I have never technically owned a television. I wear that fact as a badge of liberal pride. That said, my buttocks have impressed themselves upon sofas, futons, armchairs, and college coffee tables used for coital support and margarita preparations (sadly in that order) on several continents, all in the name of television. Like its bedfellow, delivery pizza, television is both pleasurable and regrettable for me.

Tonight was the first time I had really watched in a while. Regret trounced pleasure this time. My friend Lassen’s TV does not pick up NBC, and if I had the chance to watch The Office, I might not be writing this. Instead, we watched CSI and The Mentalist, and Fringe just baffled us completely, but definitely held our attention. The writing of both CSI and The Mentalist disappointed me hugely in its formulaic nature. Both episodes borrowed the crime show variation of the much maligned House plot structure: develop one or two complex, compelling hypotheses, only to discard them for something completely random in the last five minutes of the episode. This screams old hat, I know, but seeing the same device in two separate shows struck me as excessive. These writers are really telling us that 43 minutes and a television budget cannot satisfy their plot twists. Take The Mentalist, for example (spoiler alert, for you loyal Mentalist fans who also happen to be reading this). Why bother introducing the idea that the human trafficking coalition was funded by human trafficking kingpins if you are just going to abandon the idea for lack of evidence almost immediately? “Look, over there!,” these writers tell us. “There’s a far-fetched idea we had! We have no idea how it will pan out, but it sure kept you guessing for a while, didn’t it? Made you think you were watching something a little more filmic, worthy of a one-hour time slot.”
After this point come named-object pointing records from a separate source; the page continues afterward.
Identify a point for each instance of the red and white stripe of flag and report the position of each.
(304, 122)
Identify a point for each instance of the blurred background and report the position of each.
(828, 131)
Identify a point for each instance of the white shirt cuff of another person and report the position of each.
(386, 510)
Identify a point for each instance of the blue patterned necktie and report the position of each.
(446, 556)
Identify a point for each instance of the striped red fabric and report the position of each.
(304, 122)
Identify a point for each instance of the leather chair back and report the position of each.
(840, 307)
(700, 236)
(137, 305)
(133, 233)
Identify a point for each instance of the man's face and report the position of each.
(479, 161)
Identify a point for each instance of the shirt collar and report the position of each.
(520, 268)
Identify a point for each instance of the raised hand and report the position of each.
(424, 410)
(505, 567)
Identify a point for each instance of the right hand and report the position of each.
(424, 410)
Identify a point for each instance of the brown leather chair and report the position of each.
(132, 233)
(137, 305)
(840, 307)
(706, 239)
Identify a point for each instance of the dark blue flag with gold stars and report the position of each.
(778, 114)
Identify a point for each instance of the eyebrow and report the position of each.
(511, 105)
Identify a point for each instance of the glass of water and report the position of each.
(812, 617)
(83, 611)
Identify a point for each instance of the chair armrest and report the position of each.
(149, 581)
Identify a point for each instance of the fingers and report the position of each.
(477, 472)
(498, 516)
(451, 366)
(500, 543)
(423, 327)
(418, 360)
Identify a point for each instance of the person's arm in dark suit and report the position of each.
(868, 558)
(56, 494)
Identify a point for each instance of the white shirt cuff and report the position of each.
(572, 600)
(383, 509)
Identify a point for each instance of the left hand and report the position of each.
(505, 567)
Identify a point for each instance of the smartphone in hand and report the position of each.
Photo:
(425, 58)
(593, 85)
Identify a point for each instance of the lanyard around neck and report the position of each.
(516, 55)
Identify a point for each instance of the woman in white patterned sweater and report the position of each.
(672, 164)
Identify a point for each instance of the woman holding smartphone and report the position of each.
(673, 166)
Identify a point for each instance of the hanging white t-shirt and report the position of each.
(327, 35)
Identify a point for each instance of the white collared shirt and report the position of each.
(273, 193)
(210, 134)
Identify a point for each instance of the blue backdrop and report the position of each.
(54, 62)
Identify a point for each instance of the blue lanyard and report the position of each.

My respect for the writers completely disappeared when the crack-team at CSI dragged in a Chevy Malibu product placement bit, kicking and screaming. Skip to the 28-minute mark, and marvel in the awkward hesitation of the female detective before announcing that “Malibus can get, you know, up to 34 miles to the gallon.” Does Chevy really want their award winning vehicle associated with serial killers and guano? Couldn’t they just buy some advertising time?

My plea to Chevrolet springs from the pain of the advertisements I did watch. First, John McCain’s stilted, plain folks attempt at immigration crackdown: Awkward desert tortoise. What a handsome Navy cap you have there, Senator, and how tactful of you to use of the word “dang,” showing that you are both serious about this issue and willing to use mild, outdated expletives.

The boondoggle of analysis that is the local news will have to wait.